Keselowski followed his Atlanta win with a runner-up showing in Las Vegas.
“I'd like to have one more lap,” Keselowski said. “It was a good battle, and we were both fighting really hard at the top. It seemed like it came down to what the lapped cars were going to do.”
The teammates were first and second after the final round of pit stops completed with 41 laps to go. Keselowski took the lead from Logano with 28 to go, but with 24 laps remaining, Logano took his race-winning final lead of the race.
Kyle Busch finished third in his hometown race after overcoming a pit-road speeding penalty about halfway through the race.
“If we didn’t have the speeding penalty on pit road, we would have won this race, but the guys gave me a great piece, and we were certainly fast there at the end,” Busch said. We were running some of them leaders down and closing in on them running 31-flats, and once I got within the vicinity of them, I just stalled out to 31.40s and couldn’t go any faster in order to gain on them anymore. I would try to go low; they would go low. Try to go high, and they go high, and it’s just an air game. Very frustrating, but overall we had a really fast car. The M&M’s Camry was good and driver threw it away.”
Defending Pennzoil 400 winner Kevin Harvick was fourth, and Kurt Busch was fifth.
Harvick and Logano dominated the race, with Harvick leading a race-high 88 of the 267 laps that made up the race and Logano leading 86. They were also the winners of the two 80-lap stages that made up the first 160 laps of the race, with Harvick winning the first stage and Logano the second.
The race ran incident-free. As a result, the yellow flag waved only twice for scheduled cautions that divided the race distance into its three stages. With the lengthy green-flag runs, each stage included a cycle of green-flag pit stops.
Harvick started on the pole and led the first 43 laps before the first cycle of stops. After a lengthy cycle, He returned to the lead with about to laps remaining in the opening stage.
Harvick lost three positions on pit road between the first two stages, one of those to Keselowski after Keselowski took only two tires. After the two-tire stop, Keselowski got out of the pits first and restarted with the lead. He was passed by Logano and Kyle Busch on lap 97, and on lap 121, Busch took the lead.
When the second green-flag cycle of stops completed late in the second stage, Logano was up front and Busch was off the lead lap after his speeding penalty.
Kurt Busch made his green-flag stop late in the second stage, enabling to inherit the lead to restart the final stage up front after staying out.

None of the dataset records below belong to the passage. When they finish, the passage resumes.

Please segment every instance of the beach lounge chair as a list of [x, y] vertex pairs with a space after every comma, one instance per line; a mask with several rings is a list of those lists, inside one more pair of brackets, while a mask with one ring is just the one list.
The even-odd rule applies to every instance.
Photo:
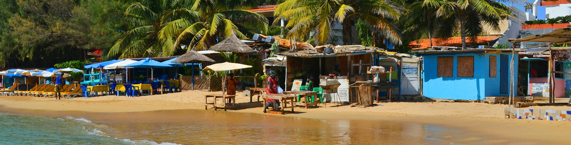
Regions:
[[[61, 93], [69, 92], [70, 90], [71, 89], [71, 88], [73, 88], [73, 86], [71, 86], [71, 85], [67, 85], [67, 84], [63, 85], [63, 86], [62, 86], [62, 90], [61, 90], [62, 92]], [[52, 90], [52, 91], [48, 91], [48, 92], [42, 92], [41, 94], [40, 94], [40, 96], [41, 96], [42, 97], [55, 97], [55, 89], [54, 88], [54, 89], [53, 90]]]
[[86, 85], [81, 85], [81, 90], [82, 90], [81, 94], [82, 96], [83, 96], [83, 97], [87, 98], [91, 97], [91, 89], [87, 88], [87, 86]]
[[55, 86], [52, 85], [48, 85], [46, 87], [44, 87], [43, 90], [31, 92], [31, 95], [35, 97], [40, 97], [40, 95], [42, 93], [45, 92], [53, 92], [54, 88], [55, 88]]
[[8, 88], [7, 90], [0, 90], [0, 95], [2, 95], [2, 96], [11, 96], [11, 94], [10, 93], [14, 93], [14, 89], [15, 89], [16, 88], [18, 88], [18, 85], [19, 85], [18, 84], [16, 84], [14, 85], [11, 86], [10, 88]]
[[78, 85], [73, 86], [71, 87], [71, 90], [69, 92], [62, 93], [62, 96], [64, 97], [75, 97], [78, 95], [80, 95], [83, 93], [83, 90], [81, 87], [78, 87]]
[[16, 95], [19, 95], [19, 96], [29, 96], [29, 95], [30, 95], [30, 92], [39, 90], [42, 89], [42, 88], [43, 88], [44, 86], [45, 86], [45, 85], [37, 85], [34, 86], [33, 88], [32, 88], [31, 89], [30, 89], [30, 90], [28, 90], [28, 91], [19, 91], [19, 92], [18, 92], [18, 93], [17, 93], [16, 92], [14, 92], [14, 93], [15, 93]]
[[171, 84], [170, 82], [167, 81], [163, 81], [163, 85], [161, 88], [161, 93], [164, 92], [164, 89], [168, 89], [168, 93], [172, 93], [172, 90], [176, 90], [176, 88], [175, 88], [175, 84]]

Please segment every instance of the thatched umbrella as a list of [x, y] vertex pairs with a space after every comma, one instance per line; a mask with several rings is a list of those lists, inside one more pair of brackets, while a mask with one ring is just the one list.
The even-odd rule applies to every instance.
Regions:
[[[173, 63], [177, 64], [188, 64], [188, 63], [216, 63], [216, 61], [204, 55], [200, 54], [194, 50], [190, 50], [186, 52], [184, 55], [179, 56], [178, 58], [172, 61]], [[194, 67], [192, 68], [192, 80], [191, 81], [191, 90], [194, 90]], [[178, 73], [178, 65], [176, 65], [176, 73]], [[178, 75], [178, 74], [177, 74]]]
[[256, 51], [240, 41], [234, 32], [232, 32], [230, 37], [224, 39], [218, 44], [214, 45], [208, 50], [218, 52], [231, 52], [232, 53], [252, 53]]

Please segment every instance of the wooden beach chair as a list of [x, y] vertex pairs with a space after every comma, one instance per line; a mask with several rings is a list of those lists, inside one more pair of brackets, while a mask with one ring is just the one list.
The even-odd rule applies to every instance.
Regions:
[[34, 96], [35, 96], [35, 97], [40, 97], [40, 95], [42, 94], [42, 93], [43, 93], [43, 92], [53, 92], [54, 91], [54, 88], [55, 88], [55, 86], [54, 86], [54, 85], [48, 85], [47, 86], [46, 86], [46, 87], [44, 88], [43, 90], [39, 90], [39, 91], [32, 92], [31, 92], [31, 95]]
[[75, 96], [80, 95], [83, 92], [83, 90], [81, 89], [81, 87], [79, 87], [79, 85], [72, 88], [73, 90], [69, 92], [62, 93], [62, 96], [65, 97], [75, 97]]
[[[69, 90], [71, 90], [73, 86], [70, 85], [65, 84], [62, 86], [62, 92], [69, 92]], [[42, 97], [55, 97], [55, 89], [50, 92], [44, 92], [40, 94]]]
[[38, 90], [40, 90], [42, 89], [44, 87], [45, 87], [45, 86], [46, 86], [46, 85], [37, 85], [34, 86], [34, 88], [32, 88], [31, 89], [30, 89], [30, 90], [29, 90], [29, 91], [22, 91], [22, 92], [20, 92], [19, 95], [21, 95], [21, 96], [29, 96], [30, 94], [30, 92], [33, 92], [33, 91], [38, 91]]
[[0, 95], [2, 96], [11, 96], [10, 93], [13, 93], [15, 88], [18, 88], [19, 84], [15, 84], [14, 85], [8, 88], [7, 90], [0, 90]]

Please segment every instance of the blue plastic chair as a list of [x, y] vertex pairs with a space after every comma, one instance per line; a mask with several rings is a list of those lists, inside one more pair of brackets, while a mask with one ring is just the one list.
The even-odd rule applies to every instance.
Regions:
[[82, 91], [82, 94], [83, 96], [83, 97], [87, 98], [91, 97], [91, 89], [87, 88], [87, 85], [81, 85], [81, 87]]
[[129, 84], [123, 84], [123, 86], [125, 87], [125, 95], [127, 96], [130, 96], [132, 97], [134, 97], [135, 96], [138, 96], [138, 86], [134, 86]]
[[[168, 93], [172, 93], [172, 89], [176, 89], [175, 87], [174, 84], [171, 84], [170, 82], [167, 81], [163, 81], [163, 83], [164, 83], [164, 85], [163, 85], [163, 92], [164, 92], [164, 89], [168, 89]], [[172, 84], [172, 86], [171, 86], [171, 84]]]

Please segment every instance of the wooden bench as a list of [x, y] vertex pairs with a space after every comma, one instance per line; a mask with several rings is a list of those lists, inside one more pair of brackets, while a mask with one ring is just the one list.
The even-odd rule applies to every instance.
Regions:
[[[208, 98], [214, 98], [214, 101], [212, 102], [208, 102]], [[222, 98], [222, 104], [219, 105], [217, 103], [216, 99]], [[227, 102], [227, 99], [232, 100], [232, 103]], [[214, 110], [216, 110], [216, 107], [221, 107], [224, 109], [224, 111], [226, 111], [227, 108], [231, 108], [236, 110], [236, 95], [227, 95], [227, 94], [207, 94], [204, 96], [204, 110], [208, 109], [208, 106], [214, 107]]]
[[[288, 94], [260, 94], [260, 97], [262, 99], [264, 99], [264, 113], [275, 113], [275, 114], [286, 114], [286, 113], [293, 113], [293, 101], [295, 100], [295, 98], [297, 96], [294, 95], [288, 95]], [[266, 109], [266, 99], [274, 99], [280, 101], [280, 103], [281, 103], [282, 109], [280, 111], [268, 111]], [[289, 107], [291, 108], [291, 111], [284, 111], [286, 108], [287, 108], [287, 103], [286, 101], [289, 101], [290, 106]]]
[[264, 88], [251, 88], [250, 90], [252, 90], [252, 95], [250, 96], [250, 102], [251, 103], [252, 97], [254, 97], [254, 95], [258, 95], [258, 101], [260, 102], [260, 95], [265, 94], [267, 89]]

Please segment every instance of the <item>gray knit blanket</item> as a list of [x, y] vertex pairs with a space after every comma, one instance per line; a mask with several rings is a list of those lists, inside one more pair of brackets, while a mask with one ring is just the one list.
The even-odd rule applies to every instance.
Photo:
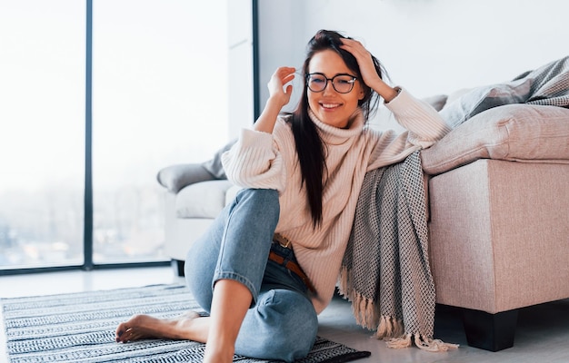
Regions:
[[425, 195], [419, 152], [368, 172], [342, 263], [339, 290], [359, 325], [391, 348], [433, 351], [434, 283], [428, 259]]

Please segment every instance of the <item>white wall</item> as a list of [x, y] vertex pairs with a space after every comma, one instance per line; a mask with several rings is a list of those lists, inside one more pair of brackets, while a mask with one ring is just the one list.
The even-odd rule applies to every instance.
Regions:
[[259, 0], [261, 104], [275, 69], [301, 67], [318, 29], [361, 40], [394, 83], [425, 97], [569, 54], [567, 14], [566, 0]]

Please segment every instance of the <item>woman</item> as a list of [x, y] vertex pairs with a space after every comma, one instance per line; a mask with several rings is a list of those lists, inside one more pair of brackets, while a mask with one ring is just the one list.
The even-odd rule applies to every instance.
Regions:
[[[209, 316], [135, 316], [118, 326], [117, 341], [205, 342], [205, 362], [231, 362], [234, 353], [293, 361], [309, 352], [365, 172], [430, 146], [448, 128], [431, 106], [387, 85], [379, 62], [338, 33], [311, 39], [302, 74], [299, 105], [284, 115], [295, 69], [275, 71], [254, 130], [223, 156], [228, 179], [244, 189], [185, 263], [188, 286]], [[379, 97], [409, 132], [364, 127]]]

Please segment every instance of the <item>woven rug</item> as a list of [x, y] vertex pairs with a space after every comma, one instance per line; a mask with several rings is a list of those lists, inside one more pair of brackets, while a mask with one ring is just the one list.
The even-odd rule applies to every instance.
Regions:
[[[134, 314], [169, 318], [197, 304], [185, 286], [142, 288], [0, 299], [10, 363], [201, 362], [205, 345], [187, 340], [115, 342], [117, 324]], [[318, 337], [299, 362], [340, 363], [369, 357]], [[2, 358], [0, 357], [0, 360]], [[268, 362], [235, 356], [242, 363]]]

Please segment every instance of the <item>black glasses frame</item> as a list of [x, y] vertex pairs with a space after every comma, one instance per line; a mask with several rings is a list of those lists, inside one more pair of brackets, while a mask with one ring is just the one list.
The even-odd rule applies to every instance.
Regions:
[[[325, 80], [326, 80], [326, 83], [324, 85], [324, 87], [322, 87], [322, 90], [320, 90], [320, 91], [315, 91], [315, 90], [313, 90], [313, 89], [310, 87], [310, 78], [311, 78], [313, 75], [321, 75], [324, 79], [325, 79]], [[350, 83], [350, 84], [351, 84], [350, 90], [349, 90], [349, 91], [346, 91], [346, 92], [341, 92], [341, 91], [338, 91], [338, 90], [337, 90], [337, 88], [336, 88], [335, 83], [334, 83], [334, 81], [336, 79], [336, 77], [340, 77], [340, 76], [346, 76], [346, 75], [347, 75], [348, 77], [352, 77], [352, 79], [349, 81], [349, 83]], [[308, 89], [309, 89], [310, 91], [312, 91], [312, 92], [314, 92], [314, 93], [317, 93], [324, 92], [324, 90], [325, 90], [325, 89], [326, 89], [326, 87], [328, 86], [328, 82], [331, 82], [331, 83], [332, 83], [332, 88], [334, 88], [334, 90], [335, 92], [337, 92], [338, 93], [351, 93], [351, 92], [352, 92], [352, 90], [354, 89], [354, 83], [355, 83], [355, 81], [356, 81], [356, 80], [357, 80], [357, 77], [356, 77], [356, 76], [352, 75], [352, 74], [338, 74], [334, 75], [334, 77], [332, 77], [332, 78], [328, 78], [328, 77], [326, 77], [326, 76], [325, 76], [325, 74], [321, 74], [321, 73], [319, 73], [319, 72], [314, 72], [314, 73], [313, 73], [313, 74], [306, 74], [306, 86], [308, 87]]]

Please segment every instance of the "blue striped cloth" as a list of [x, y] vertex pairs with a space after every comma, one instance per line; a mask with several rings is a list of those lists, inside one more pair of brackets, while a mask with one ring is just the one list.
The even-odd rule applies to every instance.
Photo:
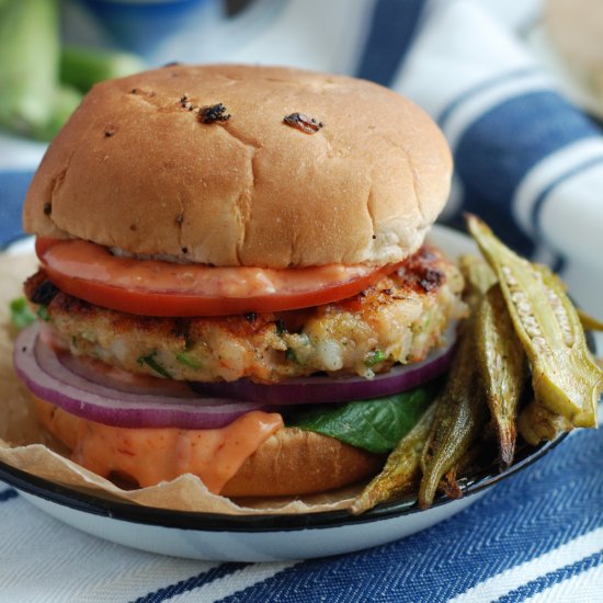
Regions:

“I was really happy that we were able to stay out long,” Busch said. ”Around the second stage, we didn’t get any stage points today, but it positioned us well to make a run at the checkers, and we got fifth today. The power of those first few guys, altogether, it’s aero, it’s engine, it’s handling, and that is what we have to work on. I’m really happy with two top-fives to start the year. We are playing it smart. We haven’t had any penalties, and we will just keep chipping away at it. So good day for our Chevy. I think we might be top Chevy again.”
Harvick took the lead from Busch with 80 laps remaining and held on to the position until the final round of pit stops.
Finishing sixth through 10th were Ricky Stenhouse Jr., Aric Almirola, Martin Truex Jr., Chase Elliott and Denny Hamlin.